Question

Can anyone help with integration?

Answer 1

sure

Answer 2

Thanks! Right now, i'm trying to integrate sin^2(2x). It is the same as (sin(2x))^2 and I 2sin(4x) as a derivative, but I'm not sure where to go from there.

Answer 3

use double angle identity
\[\cos 2 \theta = 1 - 2 \sin^2 \theta\]
\[\rightarrow \sin^2 \theta = \frac{1-\cos 2\theta}{2}\]


now you have
\[ \int\limits \frac{1-\cos 4x}{2} dx\]

u = 4x du = 4dx du/4 = dx
\[\frac{1}{8} \int\limits 1 -\cos u\]
\[= \frac{1}{8}(u -\sin u +C)\]
\[\frac{1}{2} x - \frac{1}{8} \sin 4x + C\]

Answer 4

I'm sorry, I gave you the wrong equation to start.
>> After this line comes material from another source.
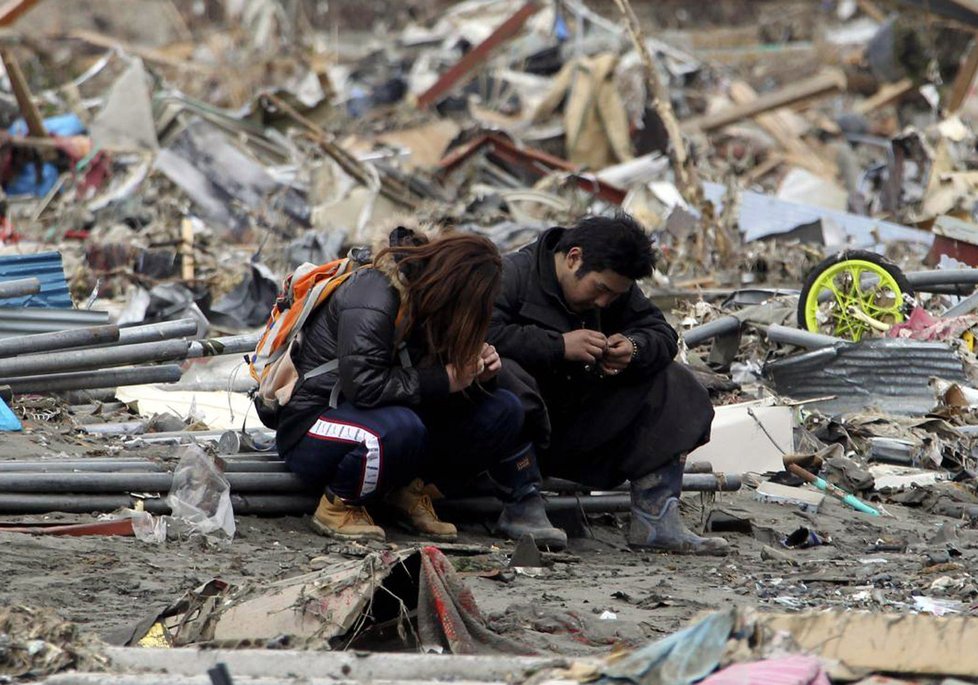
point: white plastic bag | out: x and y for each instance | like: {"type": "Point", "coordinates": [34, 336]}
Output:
{"type": "Point", "coordinates": [200, 496]}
I have to integrate dx/sin^2(2x) which is the same as 1/sin^2(2x)dx.

Answer 5

http://www.wolframalpha.com/input/?i=integrate+csc%5E2+x+dx

Answer 6

Thanks for that!

I figured out how to use the proper identity to make the equation:((1-cos(2x))/2)^-1 but I'm not sure what to use for u and how to substitute.